How to cite this URL:
Chatterjee S, Agrawal D. 5% cefuroxime as an alternative to 5% cefazolin in the treatment of Gram-positive bacterial keratitis. Indian J Ophthalmol [serial online] 2018 [cited 2020 May 30];66:1046-8. Available from: http://www.ijo.in/text.asp?2018/66/7/1046/234979



Sir,

5% cefazolin recommended for treating Gram-positive bacterial keratitis (GPBK)[1] has been the mainstay of therapy for decades. In 2017, cefazolin sodium injection, from which the topical preparation was constituted, became unavailable in India. This inconvenienced treating GPBK, as a recent study [2] had reported an increase in fluoroquinolone resistance in Gram-positive bacteria in India, which meant that fourth-generation fluoroquinolones were less effective.

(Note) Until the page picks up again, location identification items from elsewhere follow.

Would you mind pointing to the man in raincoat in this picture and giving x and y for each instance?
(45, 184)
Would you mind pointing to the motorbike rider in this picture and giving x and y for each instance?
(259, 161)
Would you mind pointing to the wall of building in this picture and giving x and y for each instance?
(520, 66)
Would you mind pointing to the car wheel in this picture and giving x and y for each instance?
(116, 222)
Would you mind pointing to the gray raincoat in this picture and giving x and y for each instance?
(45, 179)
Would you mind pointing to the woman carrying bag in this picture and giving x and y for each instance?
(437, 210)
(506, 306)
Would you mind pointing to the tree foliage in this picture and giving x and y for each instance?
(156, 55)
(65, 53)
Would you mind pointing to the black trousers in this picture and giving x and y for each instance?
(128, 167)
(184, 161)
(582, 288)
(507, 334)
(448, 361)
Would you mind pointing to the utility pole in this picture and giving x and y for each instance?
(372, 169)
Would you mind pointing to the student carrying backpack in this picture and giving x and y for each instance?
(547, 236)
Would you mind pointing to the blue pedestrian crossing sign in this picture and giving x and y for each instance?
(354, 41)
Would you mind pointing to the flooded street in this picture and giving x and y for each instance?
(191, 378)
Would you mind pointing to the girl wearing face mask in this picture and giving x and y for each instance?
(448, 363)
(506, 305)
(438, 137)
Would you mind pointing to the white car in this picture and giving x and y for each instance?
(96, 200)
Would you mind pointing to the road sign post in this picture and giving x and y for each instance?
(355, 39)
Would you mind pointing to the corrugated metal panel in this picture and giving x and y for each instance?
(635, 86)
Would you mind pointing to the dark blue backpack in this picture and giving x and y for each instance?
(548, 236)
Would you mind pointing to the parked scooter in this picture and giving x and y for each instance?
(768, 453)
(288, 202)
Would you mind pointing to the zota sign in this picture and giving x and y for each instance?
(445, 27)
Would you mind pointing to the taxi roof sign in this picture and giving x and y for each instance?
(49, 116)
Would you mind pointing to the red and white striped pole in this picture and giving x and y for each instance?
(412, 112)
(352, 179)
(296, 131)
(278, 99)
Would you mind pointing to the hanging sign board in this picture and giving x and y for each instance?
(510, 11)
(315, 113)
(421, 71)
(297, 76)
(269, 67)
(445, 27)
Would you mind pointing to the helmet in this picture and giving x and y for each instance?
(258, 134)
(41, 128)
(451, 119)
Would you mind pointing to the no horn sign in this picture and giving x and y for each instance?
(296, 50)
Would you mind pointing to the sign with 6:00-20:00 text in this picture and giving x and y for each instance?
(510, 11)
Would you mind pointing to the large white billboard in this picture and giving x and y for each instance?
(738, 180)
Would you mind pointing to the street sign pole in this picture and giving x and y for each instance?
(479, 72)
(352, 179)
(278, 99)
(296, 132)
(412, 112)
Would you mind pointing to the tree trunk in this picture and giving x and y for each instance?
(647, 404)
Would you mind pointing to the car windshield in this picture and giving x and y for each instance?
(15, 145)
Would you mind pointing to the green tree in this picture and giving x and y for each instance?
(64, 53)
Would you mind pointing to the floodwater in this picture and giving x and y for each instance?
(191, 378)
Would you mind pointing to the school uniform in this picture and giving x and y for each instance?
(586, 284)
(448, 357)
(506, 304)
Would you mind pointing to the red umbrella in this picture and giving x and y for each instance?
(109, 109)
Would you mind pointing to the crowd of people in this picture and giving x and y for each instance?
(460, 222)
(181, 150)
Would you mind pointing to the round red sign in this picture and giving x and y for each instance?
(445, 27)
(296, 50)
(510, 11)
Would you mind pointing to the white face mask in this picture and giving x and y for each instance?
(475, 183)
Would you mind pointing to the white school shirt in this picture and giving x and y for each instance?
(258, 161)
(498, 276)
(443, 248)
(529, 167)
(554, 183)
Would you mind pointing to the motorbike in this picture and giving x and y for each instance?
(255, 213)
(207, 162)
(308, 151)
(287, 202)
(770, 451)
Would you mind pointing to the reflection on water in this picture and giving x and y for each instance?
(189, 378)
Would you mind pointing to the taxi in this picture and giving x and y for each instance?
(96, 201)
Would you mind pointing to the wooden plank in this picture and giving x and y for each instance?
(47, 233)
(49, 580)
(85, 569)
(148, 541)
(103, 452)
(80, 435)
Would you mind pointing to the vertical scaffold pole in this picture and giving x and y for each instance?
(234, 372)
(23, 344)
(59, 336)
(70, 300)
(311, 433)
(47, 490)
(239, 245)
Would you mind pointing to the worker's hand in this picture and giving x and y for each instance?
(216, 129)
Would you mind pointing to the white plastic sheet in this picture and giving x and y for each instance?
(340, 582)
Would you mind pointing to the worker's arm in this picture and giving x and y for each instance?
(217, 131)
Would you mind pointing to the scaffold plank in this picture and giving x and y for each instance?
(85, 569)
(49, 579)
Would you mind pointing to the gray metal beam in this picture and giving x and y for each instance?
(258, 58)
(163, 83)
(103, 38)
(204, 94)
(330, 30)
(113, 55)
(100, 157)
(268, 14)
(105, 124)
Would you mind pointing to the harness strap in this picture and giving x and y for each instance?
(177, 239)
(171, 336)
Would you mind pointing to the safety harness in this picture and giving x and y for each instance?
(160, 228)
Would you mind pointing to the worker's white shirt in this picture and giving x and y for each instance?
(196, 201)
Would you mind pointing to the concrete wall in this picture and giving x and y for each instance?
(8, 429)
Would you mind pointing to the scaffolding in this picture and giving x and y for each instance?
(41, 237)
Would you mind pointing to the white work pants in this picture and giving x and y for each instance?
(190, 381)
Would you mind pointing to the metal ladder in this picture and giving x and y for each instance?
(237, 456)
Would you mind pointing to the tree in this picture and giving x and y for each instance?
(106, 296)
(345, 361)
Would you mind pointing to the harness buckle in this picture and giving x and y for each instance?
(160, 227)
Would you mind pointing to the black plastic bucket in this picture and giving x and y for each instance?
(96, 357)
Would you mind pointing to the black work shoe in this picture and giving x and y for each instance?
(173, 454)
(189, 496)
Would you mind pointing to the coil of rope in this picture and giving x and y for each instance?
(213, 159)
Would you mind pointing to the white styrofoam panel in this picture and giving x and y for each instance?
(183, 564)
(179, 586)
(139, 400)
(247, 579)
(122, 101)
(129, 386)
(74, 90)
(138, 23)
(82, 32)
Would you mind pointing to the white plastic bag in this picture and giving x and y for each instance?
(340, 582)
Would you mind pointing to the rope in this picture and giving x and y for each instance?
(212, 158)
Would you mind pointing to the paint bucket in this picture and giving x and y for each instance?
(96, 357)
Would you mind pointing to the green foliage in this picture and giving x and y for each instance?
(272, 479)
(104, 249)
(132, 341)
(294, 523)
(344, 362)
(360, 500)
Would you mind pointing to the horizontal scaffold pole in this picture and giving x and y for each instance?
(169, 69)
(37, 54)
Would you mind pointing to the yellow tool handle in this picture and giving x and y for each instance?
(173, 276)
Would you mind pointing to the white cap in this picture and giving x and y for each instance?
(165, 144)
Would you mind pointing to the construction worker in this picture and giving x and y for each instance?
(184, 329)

While fluoroquinolone monotherapy is popular among ophthalmologists, cornea specialists still prefer fortified antibiotic combination to treat severe infections.[3] Left with little choice, we began using 5% cefuroxime, a second-generation cephalosporin. Cefuroxime-gentamicin has been reported to be equivalent to cefazolin-tobramycin or moxifloxacin in treating bacterial keratitis in one study [4] and ofloxacin in another study.[5] However, topical cefuroxime is not widely used in India like cefazolin.

We retrospectively reviewed medical records of 21 consecutive patients with GPBK treated with 5% cefuroxime from November 2017 to January 2018 and compared the outcome with another cohort of 54 consecutive patients with GPBK treated with 5% cefazolin from April to August 2017. The Institute Ethics Committee approval was taken for the study.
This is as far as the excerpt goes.